Focus on Your Goals:
When negotiating your salary, it is important to keep your focus on your goals and priorities. For example, you can express your interest in learning from the best and contributing with your best abilities. By doing so, you demonstrate your motivation and drive, which can be more valuable to the hiring manager than a specific salary figure.
Here’s an example of how you can avoid sharing your salary expectations and ask the hiring manager for their offer:
During the interview:
Hiring Manager: “Can you tell us what your salary expectations are for this role?”
You: “Thank you for the question. I believe that this has been a very open conversation so far, and I trust that you’re a fair person and that Coca-Cola is a fair company. I believe that you will make a fair offer that is within the industry and regional standards. That’s all I’m asking for, I want to be treated fairly and I have no doubt that you will.”

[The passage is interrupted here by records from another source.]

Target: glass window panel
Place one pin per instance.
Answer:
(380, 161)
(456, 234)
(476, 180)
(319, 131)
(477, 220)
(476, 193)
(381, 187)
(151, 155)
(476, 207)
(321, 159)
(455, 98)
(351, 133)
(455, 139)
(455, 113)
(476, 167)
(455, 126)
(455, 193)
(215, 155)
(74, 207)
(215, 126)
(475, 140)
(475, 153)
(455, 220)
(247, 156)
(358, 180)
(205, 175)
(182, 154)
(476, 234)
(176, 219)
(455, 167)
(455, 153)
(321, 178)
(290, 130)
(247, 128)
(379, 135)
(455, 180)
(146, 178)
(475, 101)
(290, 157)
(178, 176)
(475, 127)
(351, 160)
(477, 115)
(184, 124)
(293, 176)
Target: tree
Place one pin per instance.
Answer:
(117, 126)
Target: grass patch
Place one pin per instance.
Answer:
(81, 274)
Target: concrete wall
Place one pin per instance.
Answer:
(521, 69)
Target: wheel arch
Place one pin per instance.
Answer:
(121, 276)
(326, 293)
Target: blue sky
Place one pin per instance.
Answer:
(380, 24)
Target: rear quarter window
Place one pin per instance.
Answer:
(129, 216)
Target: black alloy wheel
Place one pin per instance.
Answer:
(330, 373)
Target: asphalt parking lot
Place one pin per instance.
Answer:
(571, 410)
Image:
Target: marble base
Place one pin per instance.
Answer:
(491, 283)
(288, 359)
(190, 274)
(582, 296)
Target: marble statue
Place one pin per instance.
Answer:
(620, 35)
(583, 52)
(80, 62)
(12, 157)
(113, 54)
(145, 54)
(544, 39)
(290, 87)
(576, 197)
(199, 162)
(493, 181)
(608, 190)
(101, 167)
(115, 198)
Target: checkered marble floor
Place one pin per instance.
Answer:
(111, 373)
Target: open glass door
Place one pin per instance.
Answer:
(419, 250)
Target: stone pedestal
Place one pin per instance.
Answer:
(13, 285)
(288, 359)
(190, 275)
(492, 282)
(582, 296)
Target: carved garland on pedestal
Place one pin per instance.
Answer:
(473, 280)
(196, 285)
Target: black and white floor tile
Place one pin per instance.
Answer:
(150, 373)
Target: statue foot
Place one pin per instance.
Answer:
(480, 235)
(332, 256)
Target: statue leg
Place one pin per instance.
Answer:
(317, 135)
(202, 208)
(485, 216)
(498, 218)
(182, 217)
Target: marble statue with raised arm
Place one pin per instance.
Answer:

Hiring Manager: “We insist on knowing your salary expectations.”
You: “I understand that this information is important, but I would like to avoid giving a specific number at this stage. My priority is to continue learning from the best and contributing with the best of my abilities. Of course, I want to be paid fairly within the industry standards and regional standards, but I believe that the best way to determine a fair salary for me is for you to make an offer first.”
when negotiating your salary, it is important to focus on the opportunity and risk involved. Avoid sharing your salary expectation and let the hiring manager make the first offer. Keep your focus on your goals and express your confidence in the fairness of the hiring company and the hiring manager. By doing so, you can avoid the risks involved in salary negotiation and increase your chances of getting a fair offer.